As Hawaiʻi‘s newest physicians get ready to begin their medical residency training, a video from the John A. Burns School of Medicine (JABSOM) sheds light on how some Class of 2018 graduates selected their specialties and what they are most looking forward to on becoming doctors.
More than half of the members of the University of Hawaiʻi medical school Class of 2018 have chosen to continue their training on the front lines of medicine. More than 60 percent of the new doctors will begin their careers in primary care or primary contact specialties.
- Teresa Choe, a resident of Kona on Hawaiʻi Island, is going into emergency medicine. She hopes to become a beacon of hope for patients who wind up in the ER. “A lot of people, they don’t want to be in the emergency room,” said Choe, who will do her residency training in New York since emergency medicine specialty training is not available in Hawaiʻi. “To have the opportunity to meet them there on one of the worst days of their lives, and to be able to serve them in that setting, is an extreme privilege.”

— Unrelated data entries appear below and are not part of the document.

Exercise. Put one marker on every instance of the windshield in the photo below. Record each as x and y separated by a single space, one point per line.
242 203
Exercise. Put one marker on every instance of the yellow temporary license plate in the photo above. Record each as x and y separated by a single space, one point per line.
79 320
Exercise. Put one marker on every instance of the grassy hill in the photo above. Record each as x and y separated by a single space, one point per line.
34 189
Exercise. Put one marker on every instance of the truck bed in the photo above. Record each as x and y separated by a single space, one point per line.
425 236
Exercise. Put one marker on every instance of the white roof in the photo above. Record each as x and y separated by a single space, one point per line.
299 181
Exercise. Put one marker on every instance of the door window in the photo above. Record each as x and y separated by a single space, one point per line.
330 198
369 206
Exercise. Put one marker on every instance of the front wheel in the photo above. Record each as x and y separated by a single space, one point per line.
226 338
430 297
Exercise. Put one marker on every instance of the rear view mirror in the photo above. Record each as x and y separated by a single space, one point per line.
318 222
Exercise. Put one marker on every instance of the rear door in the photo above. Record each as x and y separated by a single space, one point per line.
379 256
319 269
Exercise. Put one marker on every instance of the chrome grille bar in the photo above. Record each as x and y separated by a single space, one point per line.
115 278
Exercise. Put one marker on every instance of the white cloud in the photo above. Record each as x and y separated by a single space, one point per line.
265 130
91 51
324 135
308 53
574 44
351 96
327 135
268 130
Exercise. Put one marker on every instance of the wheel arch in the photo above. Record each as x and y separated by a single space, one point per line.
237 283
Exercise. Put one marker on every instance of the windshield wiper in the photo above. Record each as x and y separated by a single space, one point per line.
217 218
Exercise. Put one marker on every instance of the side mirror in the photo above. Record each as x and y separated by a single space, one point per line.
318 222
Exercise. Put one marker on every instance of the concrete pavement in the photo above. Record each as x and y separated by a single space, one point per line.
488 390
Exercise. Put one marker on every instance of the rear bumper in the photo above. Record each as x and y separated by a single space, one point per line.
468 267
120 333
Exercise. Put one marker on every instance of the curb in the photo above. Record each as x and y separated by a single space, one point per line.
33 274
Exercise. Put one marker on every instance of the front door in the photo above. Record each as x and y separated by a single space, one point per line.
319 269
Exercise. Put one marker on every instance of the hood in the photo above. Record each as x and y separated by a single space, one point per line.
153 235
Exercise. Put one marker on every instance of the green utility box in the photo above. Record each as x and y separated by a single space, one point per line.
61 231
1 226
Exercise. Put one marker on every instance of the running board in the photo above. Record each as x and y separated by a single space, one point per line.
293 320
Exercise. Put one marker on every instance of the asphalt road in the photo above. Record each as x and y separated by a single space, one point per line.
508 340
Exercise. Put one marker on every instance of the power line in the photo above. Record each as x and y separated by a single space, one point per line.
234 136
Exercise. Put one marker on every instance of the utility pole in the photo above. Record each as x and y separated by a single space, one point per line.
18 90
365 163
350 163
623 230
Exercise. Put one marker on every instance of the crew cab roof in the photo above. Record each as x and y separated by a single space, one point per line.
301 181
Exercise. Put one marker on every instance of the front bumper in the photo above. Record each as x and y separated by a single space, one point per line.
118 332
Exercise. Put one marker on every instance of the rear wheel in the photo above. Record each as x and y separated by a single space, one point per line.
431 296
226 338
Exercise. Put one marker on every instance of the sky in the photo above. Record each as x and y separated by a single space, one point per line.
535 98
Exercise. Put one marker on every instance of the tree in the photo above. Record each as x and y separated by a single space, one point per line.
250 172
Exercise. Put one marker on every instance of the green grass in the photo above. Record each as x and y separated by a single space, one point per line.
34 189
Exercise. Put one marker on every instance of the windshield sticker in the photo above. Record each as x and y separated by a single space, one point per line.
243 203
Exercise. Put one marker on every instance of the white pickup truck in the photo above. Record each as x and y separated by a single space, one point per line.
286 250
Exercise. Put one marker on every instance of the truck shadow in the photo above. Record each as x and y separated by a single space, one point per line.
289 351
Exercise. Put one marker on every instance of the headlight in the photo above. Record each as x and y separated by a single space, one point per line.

- Nina Beckwith of Kailua will stay in Hawaiʻi to begin her residency training at the UH Family Medicine Program. A former science teacher at Waiʻanae Intermediate School, Beckwith finds satisfaction in the prospect of treating an entire family of patients. “We can take care of women who are pregnant and follow them through their pregnancies, deliver their babies and then eventually maybe become the pediatricians for the babies we delivered,” said Beckwith.
- Leimomi Kanagusuku of Waiʻanae also finds joy in caring for all patients of all ages. “You get to treat kids, older patients, you get to deal with OB-GYN, a little bit of surgery, so it has that variety that really makes your day special,” said Kanagusuku, who will begin her residency training at the UH Family Medicine Program.